When a substrate such as a wafer is moved in steps, troubles such as interference between the substrate and an original such as a mask can be avoided, and the throughput can be greatly improved. As a result, the productivity of semiconductor devices and the like can be improved and the cost can be greatly reduced.

[Brief description of the drawings]

FIG. 1 is a schematic sectional view showing a main part of a proximity exposure apparatus according to one embodiment.

FIG. 2 shows a wafer chuck of the apparatus of FIG. 1;
(A) is a plan view and (b) is a sectional view.

FIG. 3 is a view for explaining a step movement of a wafer chuck in the apparatus of FIG. 1;

FIG. 4 is a flowchart showing a manufacturing process of a semiconductor device.

FIG. 5 is a flowchart showing a wafer process.

FIG. 6 is a schematic sectional view showing a main part of one conventional example.

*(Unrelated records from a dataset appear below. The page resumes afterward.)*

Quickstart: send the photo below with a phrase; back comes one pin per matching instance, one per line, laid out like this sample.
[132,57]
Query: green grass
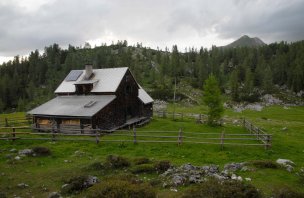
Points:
[46,174]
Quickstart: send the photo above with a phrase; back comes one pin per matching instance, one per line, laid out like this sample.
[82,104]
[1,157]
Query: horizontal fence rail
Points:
[19,129]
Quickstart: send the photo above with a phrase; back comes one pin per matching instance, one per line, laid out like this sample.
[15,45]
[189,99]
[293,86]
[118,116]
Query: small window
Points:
[128,89]
[89,104]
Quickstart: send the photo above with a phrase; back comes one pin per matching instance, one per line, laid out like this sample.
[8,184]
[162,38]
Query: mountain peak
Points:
[246,41]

FIG. 7 is a view illustrating a step movement of a wafer chuck in the apparatus of FIG. 6;

[Description of Signs] 1 wafer stage 2 mask stage 3 alignment optical system 4 exposure chamber 6 beam duct 8 shutter 10 wafer chuck 20 tilt stage 30 XY stage

Claims (5)

[Claims] 1. An apparatus comprising: an original holding means for holding an original; a substrate holding means having a holding surface for adsorbing a substrate; and a driving means for moving the substrate holding means to position the substrate with respect to the original. Wherein the holding surface of the substrate holding means has a convex shape protruding toward the master. 2. The proximity exposure apparatus according to claim 1, wherein the holding surface is a spherical surface. 3. The proximity exposure apparatus according to claim 1, wherein a difference in height between the center and the outer peripheral portion of the holding surface is equal to or more than an allowable value of uneven thickness of the substrate. 4. The apparatus according to claim 1, wherein the holding surface has a concentric suction means for sucking the substrate.
The proximity exposure apparatus according to claim 1. 5. The proximity exposure apparatus according to claim 1, wherein the proximity exposure apparatus is an X-ray proximity exposure apparatus that uses X-rays as exposure light.